Remember last summer, when I was endlessly whining about the drought?
Well, I am most certainly not going to complain about the copious amounts of rain that we have been getting this year. We desperately needed the moisture and I am happy to have it.
it's been a lot of rain. Sooooo much rain. A . Lot. Of. Rain.
But it's okay, I'm not complaining, I am merely stating a fact. Did I mention that it's really, really wet?
5 inches of rain in two days on top of the already saturated ground is...good.
I always wanted a pond. We now have a pair of Mallard Ducks living in our ditch.
After the heaviest rain, the ground started belching out worms by the thousands. I thought we were having a Worm Apocalypse, of sorts. Turns out, we weren't. I know this because I found this interesting bit of information about our wiggly little friends on the internet:
"Dr. Dennis Linden, Cindy Hale, and other worm experts say that worms do NOT surface to avoid drowning. In fact, they come to the surface during rains (especially in the spring) so they can move overland. The temporarily wet conditions give worms a chance to move safely to new places. Since worms breathe through their skin, the skin must stay wet in order for the oxygen to pass through it. After rain or during high humidity are safe times for worms to move around without dehydrating. It is true that, without oxygen, worms will suffocate. But earthworms can survive for several weeks under water, providing there is sufficient oxygen in the water to support them."
Well, Dr.'s Linden and Hale, I respectfully disagree. I don't know how "safe" it was for the worms to move about over the ground, because the next day, when it didn't rain, some of the stragglers didn't make it back to the grass and the driveway was covered with what could best be described as dried up 'Worm Jerky'-a windfall for which the roosters were most appreciative.
Interestingly, or maybe not so much, my very first job as a kid was collecting worms after the rain for my neighbor who was an avid fisherman. He would pay me a penny or two for each worm. Come on, I was like 8 years old, it seemed like a good job at the time. I digress.

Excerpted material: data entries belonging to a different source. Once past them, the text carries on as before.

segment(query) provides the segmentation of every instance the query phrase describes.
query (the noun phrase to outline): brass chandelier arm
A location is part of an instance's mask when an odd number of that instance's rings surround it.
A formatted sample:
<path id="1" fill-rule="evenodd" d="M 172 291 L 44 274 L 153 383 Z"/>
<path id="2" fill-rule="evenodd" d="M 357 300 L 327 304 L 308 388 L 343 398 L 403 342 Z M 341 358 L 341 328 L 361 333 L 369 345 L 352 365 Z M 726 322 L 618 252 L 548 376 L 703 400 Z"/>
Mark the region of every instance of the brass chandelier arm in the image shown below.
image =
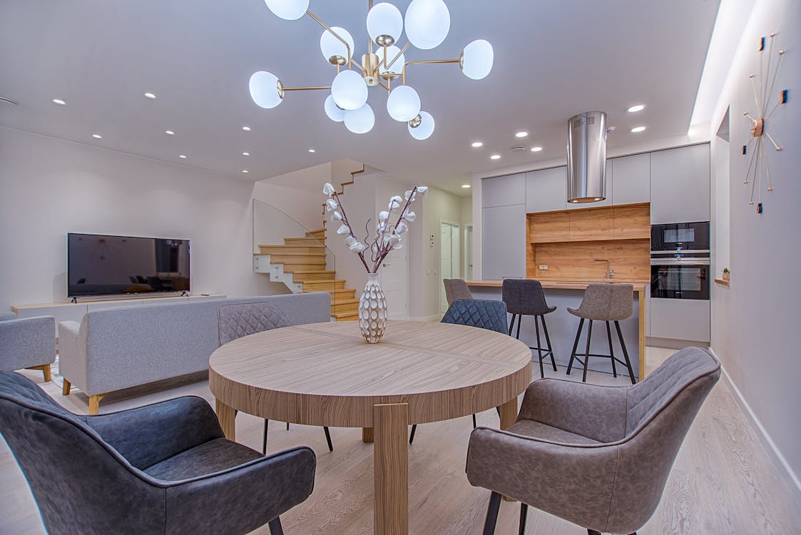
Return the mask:
<path id="1" fill-rule="evenodd" d="M 401 71 L 401 81 L 403 85 L 406 85 L 406 67 L 409 65 L 427 65 L 431 63 L 458 63 L 461 60 L 457 58 L 456 59 L 425 59 L 417 62 L 406 62 L 404 63 L 403 70 Z"/>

This is part of the Mississippi River, or, I should say, part of the river, plus parts of a park, a road, a train track and a few other things that the river claimed when it came out of its banks near the building where I have my Farmers' Market booth.
And then random things floated by.
I have no idea what that is, but somebody's going to be looking for that.
I am anxiously awaiting warmer temperatures, because, in spite of all the rain, it hasn't warmed up enough for much of anything to grow. Overnight the temps have still been in the 30's-40's most nights.
The buds on the trees haven't opened all the way yet.
The Daffodils are putting forth some effort. Yay, Daffodils. Good job.
The Robins have been back for some time now. That's a sign of Spring, right?
Rhubarb gets an "E" for effort, but that is about all that is growing so far.
We have no new lambs yet. Yes, we are still waiting for Holly!!
So here is a rerun. More pictures of Lilly's girls.
And a random rooster face...because I have no new lambs, no flowers, no pretty pastures to show you...but I'm not complaining.